My snapshot is bad. How do I stop using it?¶

There are two options:

Option A: Using the New build dialog in the Buildkite UI, run a new job with the additional environment variables ENGFLOW_BENTO_FORCE_COLD=1 and ENGFLOW_BENTO_FORCE_SAVE=1. Run it on the branch specified in the Bento definition (e.g. main). This forces a cold run (i.e., no existing snapshot is used) and creates a new snapshot. This option is slower than Option B, but has no race condition.
Option B: Invalidate the snapshot by updating the Bento definition that it belongs to. Do the following steps:
1. In the Bento definition, unselect the Allow snapshots option and save it.
2. Edit the definition again to select the Allow snapshots option and save it.
Doing so effectively invalidates snapshots (see If I updated a Bento definition, will the existing snapshot be lost?). All runs will be cold until there is a new snapshot. To create a run, kick off a build on the master branch (or whichever branch you configured in the bento) on Buildkite. This option is faster than Option A, but leaves a small window of transience when someone might pick up the Bento between the two edits.

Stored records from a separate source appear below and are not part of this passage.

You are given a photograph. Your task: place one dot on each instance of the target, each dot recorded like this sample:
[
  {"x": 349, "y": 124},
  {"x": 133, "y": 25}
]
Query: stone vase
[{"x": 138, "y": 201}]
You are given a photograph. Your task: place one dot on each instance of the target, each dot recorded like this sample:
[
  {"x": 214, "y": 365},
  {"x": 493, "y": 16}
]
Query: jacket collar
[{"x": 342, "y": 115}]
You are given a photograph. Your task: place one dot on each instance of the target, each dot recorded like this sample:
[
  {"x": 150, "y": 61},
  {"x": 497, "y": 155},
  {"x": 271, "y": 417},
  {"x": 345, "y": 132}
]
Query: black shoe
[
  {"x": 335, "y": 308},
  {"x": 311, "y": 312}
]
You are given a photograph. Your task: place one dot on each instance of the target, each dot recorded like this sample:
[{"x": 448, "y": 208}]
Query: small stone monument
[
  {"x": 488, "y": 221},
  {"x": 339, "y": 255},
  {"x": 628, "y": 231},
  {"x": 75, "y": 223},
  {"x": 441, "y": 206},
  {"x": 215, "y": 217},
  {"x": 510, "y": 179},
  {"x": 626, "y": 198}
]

Do you support custom Buildkite hooks?¶

Yes, add "engflow-agent-env=BUILDKITE_ADDITIONAL_HOOKS_PATHS=/my-hooks" to the agent description. The value /my-hooks should point to the directory where the custom hooks are stored inside the build image. This causes the $BUILDKITE_ADDITIONAL_HOOKS_PATHS environment variable to be passed to the agent.

How to set custom buildkite-agent options?¶

Use one of the following options:

Inside the image defined in the Bento, put the custom configuration in $HOME/.buildkite-agent/buildkite-agent.cfg.
Put the configuration somewhere else, and add - “engflow-agent-env=BUILDKITE_AGENT_CONFIG=path/to/config” to the agent section in the pipeline.yml file.
Some options can be set directly through environment variables, which can be set using engflow-agent-env=KEY=VAL.

Do you support Buildkite clusters?¶

EngFlow supports a single agent token (clustered or unclustered). Support for multiple clusters will be available in upcoming releases.